Akira Kurosawa ainda não fora reconhecido como um mestre do cinema quando lançou Rashomon, um filme feito por um pequeno estúdio que não gostou do resultado e chegou a retirar o nome do diretor dos créditos. Isso antes de ele vencer o Leão de Ouro em Veneza em 1951, garantindo não só a Kurosawa mas a todo o cinema japonês uma duradoura atenção internacional.
Baseado em romance do escritor Ryunosuke Akutagawa, com roteiro de Kurosawa e Shinobu Hashimoto, Rashomon representou uma revolução de impacto mundial pela sua inovação na forma narrativa. A novidade estava em contrapor os depoimentos de testemunhas de um crime, do suposto assassino e até do próprio morto - através do recurso a uma médium - e sua mulher, sem conceder peso de verdade a nenhuma das versões, vistas em flashbacks. Depois do filme, não faltaram imitadores, mas a originalidade do pioneiro estava registrada.
Na introdução, três homens abrigam-se da chuva torrencial sob as ruínas de um portal. São eles um monge (Minoru Chiaki), um lenhador (Takashi Shimura) e um estranho recém-chegado (Kichijiro Ueda). Os dois primeiros compartilhavam sua perplexidade diante do que haviam acabado de ouvir no Palácio da Justiça, na investigação de um crime. O terceiro pede que lhe contem a história, enquanto esperam a chuva passar.
A fotografia precisa em preto-e-branco de Kazuo Miyagawa estabelece a divisão de dois mundos: o presente, a realidade, no palácio sob chuva, e o passado, as versões, na floresta ensolarada onde aconteceram os fatos. Nela, produziu-se o encontro fatal entre um casal, o samurai Kanazawa (Masayuki Mori) e sua esposa, Masako (Machiko Kiyo), e o assaltante Tajomaru (Toshiro Mifune), do qual resultaram o estupro da mulher e a morte do samurai.
Com esta câmera que muda seu ângulo conforme se observa a versão de cada um dos participantes da história, o filme define seus pontos de vista, atrás dos quais permanecem ocultos os interesses e, até certo ponto, as emoções que ditam os relatos. Ao espectador, cabe participar deste jogo, em que as certezas vão se alterando à medida que se sucedem as narrativas do lenhador, do monge, do assaltante, da mulher e do morto, através de uma médium (Noriko Honma), num momento que remete às mais antigas tradições do Japão, tanto místicas quanto operísticas. Afinal, a participação da médium remete à estética do teatro nô.
Tudo se vê enquanto cada um fala e, no entanto, a realidade completa do que se passou na floresta permanece fluida - assim como a autoria exata do assassinato. E é neste jogo de espelhos, que permite ao espectador colocar-se na posição de cada um dos participantes do drama, que se dá seu envolvimento e a grande sacada do filme. Afinal, o que é a verdade? Ela pode ser realmente alcançada, numa situação carregada de tensões e de disputas em torno da honra ?

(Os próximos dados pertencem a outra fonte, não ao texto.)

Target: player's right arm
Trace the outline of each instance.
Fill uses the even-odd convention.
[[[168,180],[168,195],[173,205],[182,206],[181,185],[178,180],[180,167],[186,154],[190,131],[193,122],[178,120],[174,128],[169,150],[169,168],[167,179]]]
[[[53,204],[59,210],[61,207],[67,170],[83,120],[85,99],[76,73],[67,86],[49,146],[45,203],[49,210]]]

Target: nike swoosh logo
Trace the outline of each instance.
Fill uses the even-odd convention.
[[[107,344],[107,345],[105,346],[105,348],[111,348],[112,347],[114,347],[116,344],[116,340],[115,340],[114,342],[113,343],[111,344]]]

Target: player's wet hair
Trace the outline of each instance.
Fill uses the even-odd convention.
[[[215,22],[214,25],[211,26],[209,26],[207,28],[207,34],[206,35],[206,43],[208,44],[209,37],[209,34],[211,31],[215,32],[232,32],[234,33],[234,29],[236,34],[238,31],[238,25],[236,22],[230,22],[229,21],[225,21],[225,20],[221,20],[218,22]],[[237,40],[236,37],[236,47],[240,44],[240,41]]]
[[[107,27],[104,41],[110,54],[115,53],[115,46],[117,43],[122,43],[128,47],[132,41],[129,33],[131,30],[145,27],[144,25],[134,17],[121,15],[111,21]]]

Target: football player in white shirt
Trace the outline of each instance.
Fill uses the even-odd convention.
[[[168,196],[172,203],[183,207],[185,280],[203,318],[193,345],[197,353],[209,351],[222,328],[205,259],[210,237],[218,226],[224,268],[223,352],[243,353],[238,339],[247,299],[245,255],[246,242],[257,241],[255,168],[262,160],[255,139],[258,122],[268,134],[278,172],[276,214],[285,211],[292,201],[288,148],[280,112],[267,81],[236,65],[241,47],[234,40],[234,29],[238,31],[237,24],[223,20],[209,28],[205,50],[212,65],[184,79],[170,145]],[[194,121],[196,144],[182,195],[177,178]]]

Nesse mundo primitivo e masculino, a participação desta mulher afrontada oscila também ao sabor das versões - inclusive, a dela mesma. Este aspecto permite entrar num universo de valores rígidos e machistas, em que a sua condição de vítima é posta em questão.
Outro fator essencial está nas interpretações, numa chave de intensidade quase teatral no momento da reconstituição, derramando os tons do drama, quase como uma ópera. A música de Fumio Hayasaka, aliás, é usada em vários momentos como um elemento dramático insinuante - como quando o lenhador corre pela floresta, acompanhado por uma melodia que lembra uma caravana, como o Bolero de Ravel, e que se repete em outra sequência em que o salteador atrai o samurai a uma armadilha.
A perplexidade que atormenta tanto o lenhador quanto o monge tem um sentido maior do que o mero acerto de contas sobre o crime. Especialmente do ponto de vista do monge, refere-se a manter ou não a própria fé no ser humano. E então, um outro incidente nas ruínas virá para estabelecer uma outra consideração. Não era à toa que Kurosawa sempre foi considerado um dos diretores mais humanistas do cinema.